Mine Ercan

Personal information
- National team: Turkey
- Born: November 26, 1987 (age 38)
- Years active: 2006–present

Sport
- Country: Turkey
- Sport: Wheelchair basketball
- Position: Guard
- Disability class: 4.0
- League: Turkish Wheelchair Basketball First League (TSB1L)
- Club: Aydın ESK

= Mine Ercan =

Turkish wheelchair basketball player

Mine Ercan (born November 26, 1987) is a Turkish female wheelchair basketball player in Guard position. The 4-point player is the captain of the Turkey women's national wheelchair basketball team.

==Early life==
Mine Ecan was born on November 26, 1987. She began playing wheelchair basketball by December 2006. She is a 4 point player in Guard position.

==Career==
===Club===
Currently, Mine Ercan is playing in the Aydın ESK, the wheelchair basketball team of the sports club for disabled people in Aydın, western Turkey. With her national teammate Ebru Gökşen, the two are only female members of the men's team. Her team competes in the First League (TSB1L), the second division league of wheelchair basketball in Turkey.

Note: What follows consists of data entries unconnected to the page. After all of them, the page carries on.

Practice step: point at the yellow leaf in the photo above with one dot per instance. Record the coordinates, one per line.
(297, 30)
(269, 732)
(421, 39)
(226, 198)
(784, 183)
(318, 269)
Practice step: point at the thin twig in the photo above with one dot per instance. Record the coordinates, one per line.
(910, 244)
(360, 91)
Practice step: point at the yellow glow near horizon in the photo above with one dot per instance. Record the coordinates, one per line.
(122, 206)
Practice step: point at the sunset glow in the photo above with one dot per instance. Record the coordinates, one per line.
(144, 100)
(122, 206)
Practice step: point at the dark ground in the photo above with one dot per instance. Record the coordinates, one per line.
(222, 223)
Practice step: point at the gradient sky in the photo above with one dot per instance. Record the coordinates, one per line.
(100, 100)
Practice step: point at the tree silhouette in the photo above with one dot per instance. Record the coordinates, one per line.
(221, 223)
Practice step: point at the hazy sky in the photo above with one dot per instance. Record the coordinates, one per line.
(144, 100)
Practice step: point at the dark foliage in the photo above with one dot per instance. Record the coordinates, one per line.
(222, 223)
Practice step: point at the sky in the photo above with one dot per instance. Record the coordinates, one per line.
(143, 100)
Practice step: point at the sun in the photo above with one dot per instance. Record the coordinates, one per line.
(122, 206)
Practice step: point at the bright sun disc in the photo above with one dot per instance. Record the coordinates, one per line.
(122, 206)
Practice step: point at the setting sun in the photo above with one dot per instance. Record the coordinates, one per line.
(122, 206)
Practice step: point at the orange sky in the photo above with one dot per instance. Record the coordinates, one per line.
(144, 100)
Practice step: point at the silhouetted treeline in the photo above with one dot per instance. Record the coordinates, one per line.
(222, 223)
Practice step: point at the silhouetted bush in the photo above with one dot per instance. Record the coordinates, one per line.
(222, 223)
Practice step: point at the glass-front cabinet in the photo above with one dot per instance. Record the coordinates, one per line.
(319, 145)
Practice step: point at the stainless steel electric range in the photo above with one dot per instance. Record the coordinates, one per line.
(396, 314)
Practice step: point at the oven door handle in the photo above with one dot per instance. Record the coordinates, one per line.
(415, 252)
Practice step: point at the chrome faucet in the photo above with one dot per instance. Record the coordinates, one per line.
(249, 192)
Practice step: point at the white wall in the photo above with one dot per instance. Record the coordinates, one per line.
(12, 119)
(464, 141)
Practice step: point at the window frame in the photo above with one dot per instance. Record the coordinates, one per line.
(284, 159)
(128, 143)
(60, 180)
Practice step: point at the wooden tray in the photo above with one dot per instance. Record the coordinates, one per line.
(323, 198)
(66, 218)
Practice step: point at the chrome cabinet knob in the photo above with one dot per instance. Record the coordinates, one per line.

In 2015, she won the first prize of the women's category, along with two teammates from the national team, Zümeyran Tekçe and Maşide Cesur, at the traditional "Wheelchair Streetball" tournament organized by the Bayrampaşa Municipality in Istanbul. She was named to the All-star team as the only woman among the male sportspeople at the 2017 International Wheelchair Basketball tournament held in Efeler, Aydın Province.

===International===
Mine Ercan was admitted to the Turkey women's national wheelchair basketball team early 2007, only 3–4 months after she began her sports career. She took part at the European Women's Wheelchair Basketball Championships in 2007, 2015 and 2017. Currently, she serves as the captain of the national team.